This repository is intended to centralize string data common to many builds (such as required compiler switches), both internal to Linden and external, on TeamCity and on individual dev machines.
This fork holds data for viewer (and viewer library) builds. Changes here are viewer-only. To affect both viewer and server, push to https://bitbucket.org/lindenlab/build-variables and pull the changes.
Intended usage is to clone this repository as a sibling to the source directory being built, then use the bash "source" or "." commands to read ../build-variables/convenience into your build script. This gives you shell variables such as
LL_BUILD_RELEASE, LL_BUILD_RELWITHDEBINFO, LL_BUILD_DEBUG
which are aliases for the platform-specific variables (e.g.)
LL_BUILD_LINUX_RELEASE, LL_BUILD_LINUX_RELWITHDEBINFO, LL_BUILD_LINUX_DEBUG
et al.
If you pass a build-type argument (Release, RelWithDebInfo, Debug) when sourcing the convenience script, e.g.:
source ../build-variables/convenience Release
then you get the additional alias LL_BUILD, which (in the example above, assuming you're running on Linux) is the same as LL_BUILD_LINUX_RELEASE.
The convenience script also provides bash functions for removing or replacing individual switches from any one of those variables.
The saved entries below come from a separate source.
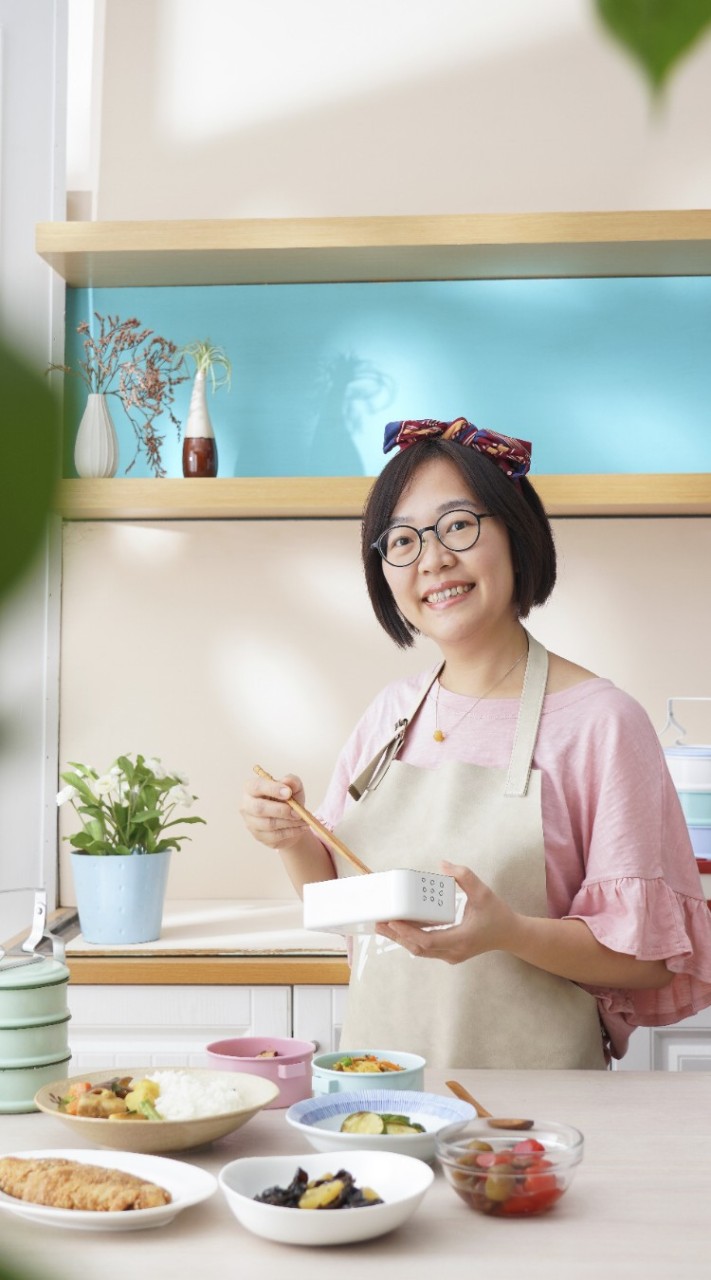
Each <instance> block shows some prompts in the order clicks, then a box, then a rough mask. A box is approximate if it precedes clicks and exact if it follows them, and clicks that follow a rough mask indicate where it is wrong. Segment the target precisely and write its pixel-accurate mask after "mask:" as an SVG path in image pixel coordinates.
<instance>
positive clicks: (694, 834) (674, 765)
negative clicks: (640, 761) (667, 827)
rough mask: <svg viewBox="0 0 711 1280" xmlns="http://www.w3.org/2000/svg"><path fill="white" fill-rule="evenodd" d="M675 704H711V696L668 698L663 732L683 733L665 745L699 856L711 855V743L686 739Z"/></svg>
mask: <svg viewBox="0 0 711 1280" xmlns="http://www.w3.org/2000/svg"><path fill="white" fill-rule="evenodd" d="M674 703H708V704H710V705H711V698H667V700H666V724H665V726H664V730H662V733H665V732H666V730H669V728H674V730H675V731H676V733H678V735H679V736H678V739H676V741H675V742H674V745H673V746H667V748H665V751H664V754H665V756H666V764H667V768H669V772H670V774H671V781H673V782H674V786H675V787H676V792H678V795H679V803H680V805H682V810H683V814H684V818H685V819H687V827H688V831H689V838H691V842H692V849H693V851H694V855H696V858H699V859H703V860H705V859H708V858H711V744H692V742H685V741H684V737H685V735H687V731H685V728H684V727H683V724H680V723H679V721H678V719H676V718H675V716H674Z"/></svg>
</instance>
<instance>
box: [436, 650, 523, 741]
mask: <svg viewBox="0 0 711 1280" xmlns="http://www.w3.org/2000/svg"><path fill="white" fill-rule="evenodd" d="M527 653H528V649H524V652H523V653H521V654H519V657H518V658H516V660H515V663H514V666H512V667H509V671H505V672H503V675H502V676H500V677H498V680H494V682H493V685H492V686H491V689H487V690H486V692H483V694H479V698H475V699H474V701H473V703H471V707H468V708H466V710H465V713H464V716H460V718H459V719H457V721H455V723H454V724H452V727H451V730H450V733H452V732H454V731H455V728H459V726H460V724H461V722H462V721H465V719H466V717H468V716H470V714H471V712H473V710H474V708H475V707H478V705H479V703H480V701H482V700H483V699H484V698H488V696H489V694H493V691H494V689H498V686H500V685H502V684H503V681H505V680H506V676H510V675H511V672H512V671H515V669H516V667H518V666H519V663H520V662H523V660H524V658H525V655H527ZM441 687H442V686H441V685H439V678H438V680H437V690H436V694H434V733H433V735H432V736H433V739H434V741H436V742H443V741H445V737H446V736H447V735H446V733H443V732H442V730H441V728H439V721H438V712H439V689H441Z"/></svg>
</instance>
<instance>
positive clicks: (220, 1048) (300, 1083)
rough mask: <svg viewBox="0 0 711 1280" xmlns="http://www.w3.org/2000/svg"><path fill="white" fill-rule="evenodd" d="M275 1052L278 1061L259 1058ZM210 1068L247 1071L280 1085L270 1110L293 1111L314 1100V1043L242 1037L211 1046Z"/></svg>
mask: <svg viewBox="0 0 711 1280" xmlns="http://www.w3.org/2000/svg"><path fill="white" fill-rule="evenodd" d="M272 1050H274V1051H275V1053H277V1056H275V1057H259V1055H260V1053H263V1052H264V1051H272ZM206 1053H208V1061H209V1065H210V1066H211V1068H213V1069H214V1070H218V1071H247V1073H249V1074H250V1075H261V1076H264V1079H265V1080H272V1082H273V1084H277V1085H278V1089H279V1096H278V1097H277V1098H274V1101H273V1102H269V1105H268V1106H269V1107H291V1105H292V1103H293V1102H298V1101H300V1100H301V1098H310V1097H311V1059H313V1056H314V1042H313V1041H297V1039H281V1038H279V1037H277V1036H242V1037H237V1038H236V1039H225V1041H213V1043H211V1044H208V1050H206Z"/></svg>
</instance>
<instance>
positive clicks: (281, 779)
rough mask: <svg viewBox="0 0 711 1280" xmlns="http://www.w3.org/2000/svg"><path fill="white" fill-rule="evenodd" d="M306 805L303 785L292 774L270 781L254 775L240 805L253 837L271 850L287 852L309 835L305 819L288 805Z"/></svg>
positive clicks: (250, 780)
mask: <svg viewBox="0 0 711 1280" xmlns="http://www.w3.org/2000/svg"><path fill="white" fill-rule="evenodd" d="M288 799H293V800H297V801H298V804H300V805H304V804H305V795H304V783H302V782H301V778H297V777H296V774H293V773H287V774H286V777H283V778H275V780H274V781H269V780H268V778H263V777H260V776H259V774H257V773H251V774H250V777H249V778H247V781H246V783H245V790H243V792H242V799H241V801H240V814H241V817H242V822H243V823H245V826H246V828H247V831H249V832H250V835H252V836H254V837H255V840H259V841H260V844H263V845H266V846H268V847H269V849H281V850H287V849H288V847H290V846H291V845H295V844H296V842H297V841H298V840H301V838H302V837H304V835H305V833H306V832H307V831H309V827H307V826H306V823H305V822H304V819H302V818H300V817H298V814H297V813H295V812H293V809H291V808H290V805H288V804H287V800H288Z"/></svg>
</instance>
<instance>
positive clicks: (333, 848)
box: [252, 764, 370, 876]
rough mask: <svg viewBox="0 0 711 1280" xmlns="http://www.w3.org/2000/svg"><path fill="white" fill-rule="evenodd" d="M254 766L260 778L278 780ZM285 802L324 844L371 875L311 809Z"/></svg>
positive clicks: (256, 772)
mask: <svg viewBox="0 0 711 1280" xmlns="http://www.w3.org/2000/svg"><path fill="white" fill-rule="evenodd" d="M252 768H254V772H255V773H259V776H260V778H266V781H268V782H275V781H277V780H275V778H273V777H272V774H270V773H266V769H263V768H261V767H260V765H259V764H254V765H252ZM284 804H288V806H290V809H293V812H295V813H297V814H298V817H300V818H302V819H304V822H305V823H306V826H307V827H310V828H311V831H314V832H315V833H316V836H318V837H319V838H320V840H323V841H324V844H327V845H329V846H331V849H333V850H334V851H336V852H337V854H341V858H345V859H346V861H347V863H350V864H351V867H355V869H356V870H357V872H363V873H366V874H368V876H370V868H369V867H366V865H365V863H361V860H360V858H356V855H355V854H354V852H352V850H350V849H348V846H347V845H345V844H343V841H342V840H338V836H334V835H333V832H332V831H329V829H328V827H324V824H323V823H322V822H319V819H318V818H315V817H314V814H313V813H309V810H307V809H305V808H304V805H302V804H298V800H293V799H291V800H286V801H284Z"/></svg>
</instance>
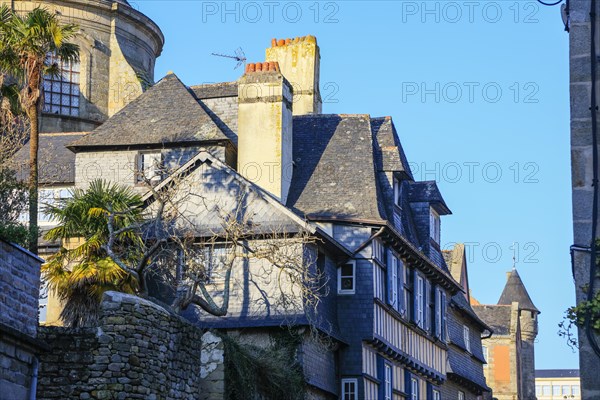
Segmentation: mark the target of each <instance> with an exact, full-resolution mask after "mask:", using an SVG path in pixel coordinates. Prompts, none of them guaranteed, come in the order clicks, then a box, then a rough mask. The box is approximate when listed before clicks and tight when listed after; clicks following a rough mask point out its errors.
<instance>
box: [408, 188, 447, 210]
mask: <svg viewBox="0 0 600 400" xmlns="http://www.w3.org/2000/svg"><path fill="white" fill-rule="evenodd" d="M408 198H409V200H410V201H411V202H414V203H416V202H430V203H432V206H433V207H434V208H436V211H437V212H438V213H440V214H441V215H447V214H452V212H451V211H450V209H449V208H448V206H447V205H446V202H445V201H444V198H443V197H442V194H441V193H440V190H439V189H438V186H437V183H436V182H435V181H421V182H411V185H410V190H409V192H408Z"/></svg>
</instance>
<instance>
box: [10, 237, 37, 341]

See the comments in the script for function usage.
The convenience script sources the variables script, which provides the underlying suite of variables. Variable names are of the form:
LL_BUILD_{platform}_{buildtype}
where:
component | meaning |
---|---|
platform | WINDOWS, DARWIN, LINUX. |
buildtype | RELEASE, RELWITHDEBINFO, DEBUG. BASE for switches common to all. |
These variables are in turn composed of variables that separate out command-line macro definitions from other kinds of compiler switches:
LL_BUILD_{platform}_{buildtype}_{category}
where:
component | meaning |
---|---|
category | MACROS, SWITCHES. |
These are typically aggregated into the corresponding LL_BUILD_{platform}_{buildtype} variables:
LL_BUILD_LINUX_RELEASE="$LL_BUILD_LINUX_RELEASE_SWITCHES $LL_BUILD_LINUX_RELEASE_MACROS"
CMake, in particular, distinguishes between macro definitions (add_definitions()) and other compiler switches (add_compile_options()), so it may be useful to populate those CMake commands from the underlying _MACROS and _SWITCHES variables.
The variables file should be kept as simple as possible to parse, so it can be read from other languages than bash. Refer to the comments in that file itself for syntax rules.